Alors, la prenant par les cheveux, il levait déjà son sabre, quand le bruit d’une forte voiture traînée par plusieurs chevaux, se fit entendre de loin, venant de notre côté.

Le soldat tueur lâcha les cheveux de ma pauvre tante, mais le preneur ne lâcha pas nos louis ni nos écus, et s’enfuyant tous deux bien vîte par un chemin de traverse, ils nous laissèrent, ma tante et moi, à moitié mortes de frayeur, et tout-à-fait ruinées et sans ressources.

Désespérée de ce dernier coup, et hors d’elle-même, ma tante perdant absolument la tête, regrettait de n’avoir pas été tuée par ce soldat, ou soi-disant soldat, qu’elle regardait comme un voleur déguisé ; et lasse de vivre, disait-elle, et décidée à finir sa déplorable existence, elle courut se jeter sur le milieu du chemin, pour que la voiture, qui arrivait grand train, lui passât sur le corps… Effrayée de cet acte de désespoir et de folie, je me mis à pousser des cris affreux…

Le postillon arrêta ses chevaux tout court : c’était la diligence qui avait soupé à notre auberge. Les voyageurs s’informant de la cause de cette alarme, je racontai en peu de mots, et en sanglotant, le vol qui venait de nous être fait, et le désespoir de ma tante. Elle-même, que j’avais relevée avec l’aide du postillon, qui était charitablement descendu de son cheval pour la ramasser, confirma ce que je venais de dire, en assurant que puisque la voiture ne l’avait pas écrasée, elle allait en attendre une autre, ou se détruire elle-même.

Un des voyageurs, frappé du son de sa voix, lui demanda d’un ton d’intérêt, pourquoi elle se trouvait là à cette heure, et qui elle était.

« Oh ! pourquoi je me trouve là, répondit-elle, c’est un enchaînement d’histoires trop long à raconter, et votre diligence aura plutôt achevé son voyage que je n’aurais terminé le récit de tous mes malheurs, et de ceux de ma pauvre nièce… (car, toute entière à sa sensibilité pour ma personne, elle ne pensait plus à mon habit) ; mais pour qui je suis, c’est plus aisé à savoir, et je peux le dire sans honte, car je n’ai jamais rien fait dont je doive rougir, et qui m’oblige à cacher mon nom. Je m’appelle Geneviève Dubu, fille de feue madeleine Dubu, jadis blanchisseuse près de Neuilli.

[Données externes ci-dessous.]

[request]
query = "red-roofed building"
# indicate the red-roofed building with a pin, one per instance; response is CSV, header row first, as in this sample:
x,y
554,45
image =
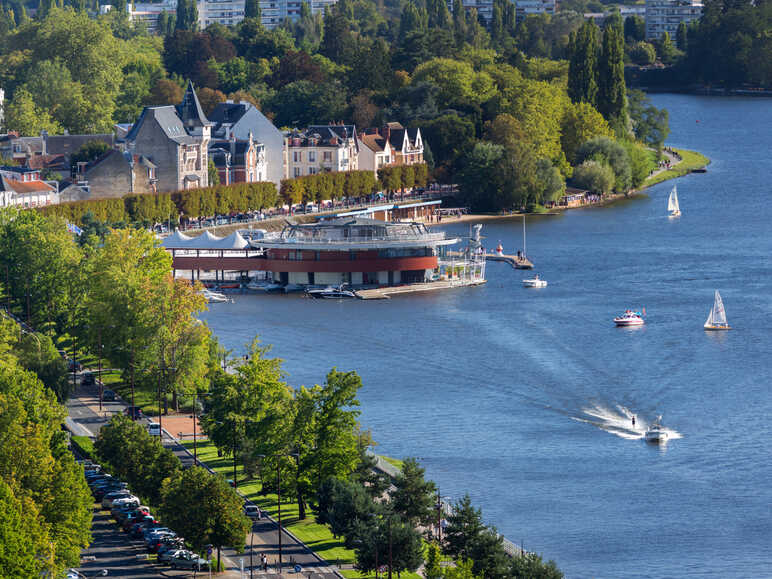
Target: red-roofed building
x,y
23,187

» Geneviève Dubu ! s’écria le voyageur qui venait d’interroger ma tante… conducteur, il y a des places dans la diligence, faites-y entrer cette femme avec sa nièce ; je paierai pour elles deux ».

Le conducteur ouvrit donc la portière, et nous engagea à monter… et comme il n’était pas raisonnable de s’obstiner à passer la nuit sur le chemin, nous y consentîmes. Le postillon fouetta, et nous partîmes sans deviner encore qui pouvait être celui qui se chargeait ainsi des frais de notre transport.